These images are shot by the best photographers out there. In excess of 80% were shot using Canon bodies (and of course lenses). I doubt all of them are mislead by false commercials ...

According to these statistics: The worlds best pictures are shot using 1DIV, with the 16-35mm f2.8L II lens. How come only a mere 5% of these photographers shoot with Nikon, if they are that superior??


----------



## captainkanji (Sep 9, 2013)

setterguy said:


> Well I would definitely not replace my 7D with a 70D!

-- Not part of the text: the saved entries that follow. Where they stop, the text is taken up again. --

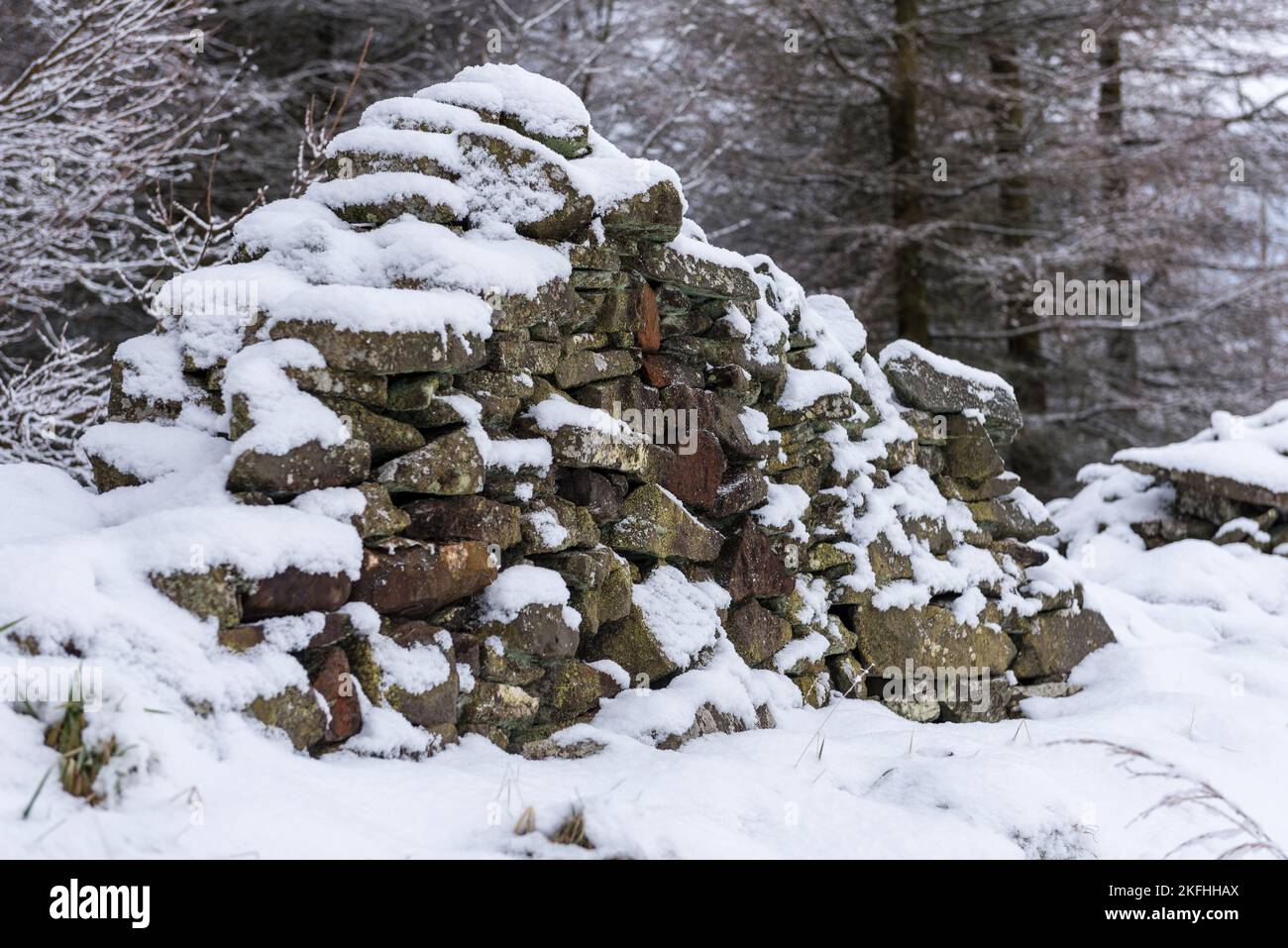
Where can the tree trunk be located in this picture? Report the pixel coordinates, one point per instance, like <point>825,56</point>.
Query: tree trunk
<point>1014,213</point>
<point>905,165</point>
<point>1113,187</point>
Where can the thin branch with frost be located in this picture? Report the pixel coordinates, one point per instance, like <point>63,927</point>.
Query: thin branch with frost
<point>1192,792</point>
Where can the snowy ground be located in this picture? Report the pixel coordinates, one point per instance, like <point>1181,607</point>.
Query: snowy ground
<point>1198,681</point>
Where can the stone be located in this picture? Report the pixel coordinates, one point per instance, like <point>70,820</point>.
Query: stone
<point>416,579</point>
<point>815,687</point>
<point>471,517</point>
<point>649,333</point>
<point>708,720</point>
<point>694,472</point>
<point>516,353</point>
<point>210,594</point>
<point>240,638</point>
<point>449,466</point>
<point>593,257</point>
<point>552,300</point>
<point>694,274</point>
<point>385,353</point>
<point>609,312</point>
<point>1025,556</point>
<point>656,524</point>
<point>741,489</point>
<point>380,517</point>
<point>665,369</point>
<point>848,675</point>
<point>750,566</point>
<point>584,342</point>
<point>921,384</point>
<point>334,682</point>
<point>970,453</point>
<point>919,707</point>
<point>828,558</point>
<point>1010,518</point>
<point>294,591</point>
<point>519,171</point>
<point>756,633</point>
<point>554,524</point>
<point>294,711</point>
<point>588,447</point>
<point>969,492</point>
<point>549,749</point>
<point>507,707</point>
<point>432,708</point>
<point>632,646</point>
<point>835,407</point>
<point>307,468</point>
<point>572,689</point>
<point>539,631</point>
<point>587,366</point>
<point>374,213</point>
<point>599,279</point>
<point>408,394</point>
<point>357,386</point>
<point>599,493</point>
<point>987,700</point>
<point>622,397</point>
<point>928,636</point>
<point>108,476</point>
<point>1059,640</point>
<point>652,215</point>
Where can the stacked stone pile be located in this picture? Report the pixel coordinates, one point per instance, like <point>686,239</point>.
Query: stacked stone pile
<point>588,454</point>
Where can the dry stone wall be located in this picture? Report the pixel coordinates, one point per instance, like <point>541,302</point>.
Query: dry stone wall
<point>587,453</point>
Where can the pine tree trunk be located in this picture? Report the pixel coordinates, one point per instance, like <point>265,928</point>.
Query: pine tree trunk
<point>1113,188</point>
<point>1014,213</point>
<point>905,162</point>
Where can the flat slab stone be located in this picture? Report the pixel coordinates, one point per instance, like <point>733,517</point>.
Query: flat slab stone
<point>416,579</point>
<point>944,386</point>
<point>386,353</point>
<point>695,275</point>
<point>1059,640</point>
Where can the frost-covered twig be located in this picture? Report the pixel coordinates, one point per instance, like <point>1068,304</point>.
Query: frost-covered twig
<point>47,404</point>
<point>1193,792</point>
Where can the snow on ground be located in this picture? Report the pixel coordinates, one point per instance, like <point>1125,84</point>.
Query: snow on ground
<point>1199,681</point>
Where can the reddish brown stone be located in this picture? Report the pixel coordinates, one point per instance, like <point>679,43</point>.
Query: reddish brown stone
<point>340,690</point>
<point>649,334</point>
<point>661,369</point>
<point>741,489</point>
<point>335,627</point>
<point>695,478</point>
<point>756,633</point>
<point>417,579</point>
<point>600,493</point>
<point>748,566</point>
<point>410,631</point>
<point>464,518</point>
<point>699,402</point>
<point>292,591</point>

I can agree with this. The 70D doesn't seem like a big enough leap to warrant spending that much money on that much of an upgrade. Now the 7D2....we'll see.


----------



## Don Haines (Sep 9, 2013)

Eldar said:


> Read the attached article, giving the statistics for the best photographs used by Reuters last year:
> 
> http://petapixel.com/2012/12/02/the-most-popular-cameras-and-settings-for-reuters-best-photos-of-the-year-2012/
> 
> ...



It is also interesting to note that over twice as many of the pictures were shot with the 5D2 over the 5D3..... You don't always need the newest...


----------



## mrsfotografie (Sep 10, 2013)

skycolt said:


> replaced it with a 1DIV. Pretty nice update on focus and high ISO. But only when I go back the the previous album did I find how many great photos I took with a 7D. That's a very very capable camera.



Interesting upgrade path, something to consider...


----------